特に次のことも何も決まっていませんでした(笑)。退社する直前に小野寺さんのワークショップがあると知り、1週間のクリエイションワークショップを受けました。

そのワークショップでは具体的に何をするのか教えてください

1週間毎日違う内容なのですが、基本的には、小野寺さんがお題を出して受講生が「動き」を作っていきます。そこで作った「動き」を小野寺さんが見て、「こう変えてみて」って教えてくれるんです。作る、教わる、直す、という作業を通して最終的に小野寺さんが1つの作品にしていくワークショップです。

1週間毎日通うワークショップって興味深いですね!

そのワークショップの最終日にショーイングというのがあって、1週間の成果をお客さんに見せるんですね。そこに、GRINDER-MANの方が見に来られていて「君が踊っていたダンスはなんていうの?」と声をかけていただきました。その時は「わからない」と答えました(笑)。興味があったら次の公演に出て欲しいと言われて、それが会社を辞めてはじめての仕事になりました。

GRINDER-MANに所属されていたのですか?

いえ、所属はせずに作品ごとに呼んでもらっていました。時にパフォーマーとして、時にアシスタントとして活動に参加する形です。 その内の1つにWORLD ORDERのライブ演出があり、そこで野口量と今井悠と出会い、1年後に3人でHIDALIを結成しました。

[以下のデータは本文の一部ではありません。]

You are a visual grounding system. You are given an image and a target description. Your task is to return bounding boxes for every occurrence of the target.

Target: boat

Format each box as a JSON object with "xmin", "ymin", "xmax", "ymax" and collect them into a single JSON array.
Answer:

HIDALIは振付業界で新しい角度から突然頭角を現した印象があります。アーティストはもちろんのこと、教育番組からCMやイベントまで幅広く手掛けられてきましたよね

そうですね。HIDALIのメンバーは全員ダンサーですが、音楽の鳴らない場所にも「振付」を提供する姿勢が最初からあったので、それが幅広い活動に繋がっていったのだと思います。

話題の振付作品を次々に世に出されているイメージが強いです。具体的な事例をお聞きしたいのですが、例えば嵐の振付はどのように作っていくのですか?

これは嵐に限らずですが、ダンスの振付を作ること自体は一瞬で、それよりも振付に着手する前に完成の絵を決める時間が一番カロリーが高いです。
振付師は、誰がいつどこでどんな衣装で踊るのか、それを誰がいつどこから観るのか、その条件でどんなファンタジーが作れるのかを考えます。
それを考えないで作ると、かかっている音楽のまんまな振付になってしまいます。僕たちの仕事は「音楽」に合っているだけの振付じゃなくて、ファンクが流れているのになんか『海行きたい』って思わせるにはどういう動きがいいのかっていうことを作る事だと思っています。だから振付の時には、何も考えずに音に対してアプローチはしないようにしています。
余談ですが、例えばJUDY AND MARYの”そばかす”を振付すると振付師の技能ってわかるなーって思います。バンドでもう絵が完成している中で、そこにダンサーを付けて良い絵を作れたら、その振付師は魔法使いだって思います。僕なら、YUKI 1人の絵を選んじゃいます(笑)。